2. An enforcement order pursuant to section 604 of the SPA that the First Respondent and Second Respondent, by themselves, their servants or agents:
(a) cease all filling and excavation work on the Land;
(b) be restrained from bringing onto the Land soil and other materials used for the purpose of filling or excavating the Land, without an effective development permit;
(c) remove all fill that was introduced, for which there was no effective development permit;
(d) carry out such remediation and rehabilitation works as are required to restore the Land as close as practicable to the condition it was in immediately prior to the filling or excavation taking place.

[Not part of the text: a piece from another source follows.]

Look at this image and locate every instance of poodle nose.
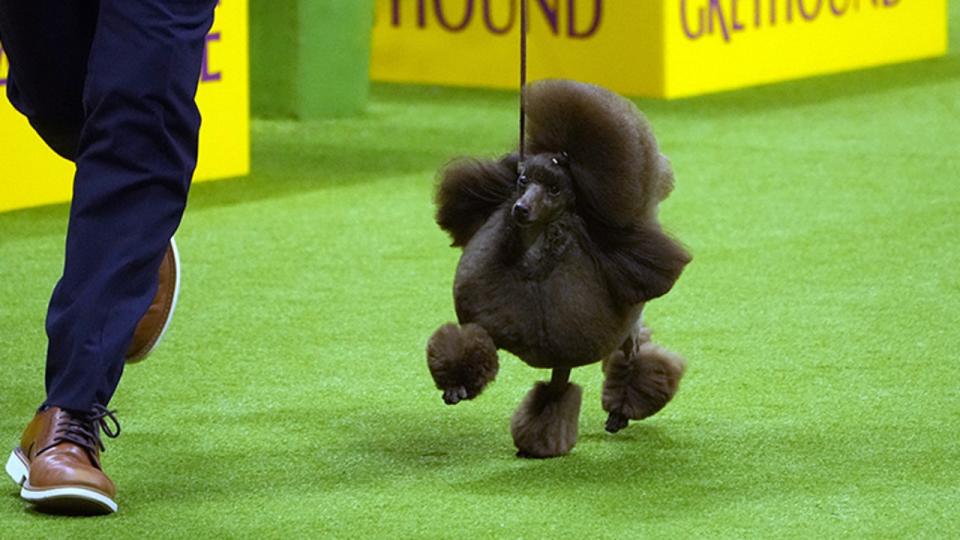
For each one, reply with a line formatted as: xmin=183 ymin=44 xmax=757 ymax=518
xmin=512 ymin=203 xmax=530 ymax=223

Material received since Hearing
For completeness, I record that after final submissions, I received an email from the Second Respondent attaching photographs which she said were not available at trial asking that they be entered as evidence. I have not taken them into account. I also received a letter from a Mr. Grant Kerwin purporting to lodge a final submission in the matter. He had no standing. I have not taken his letter into account.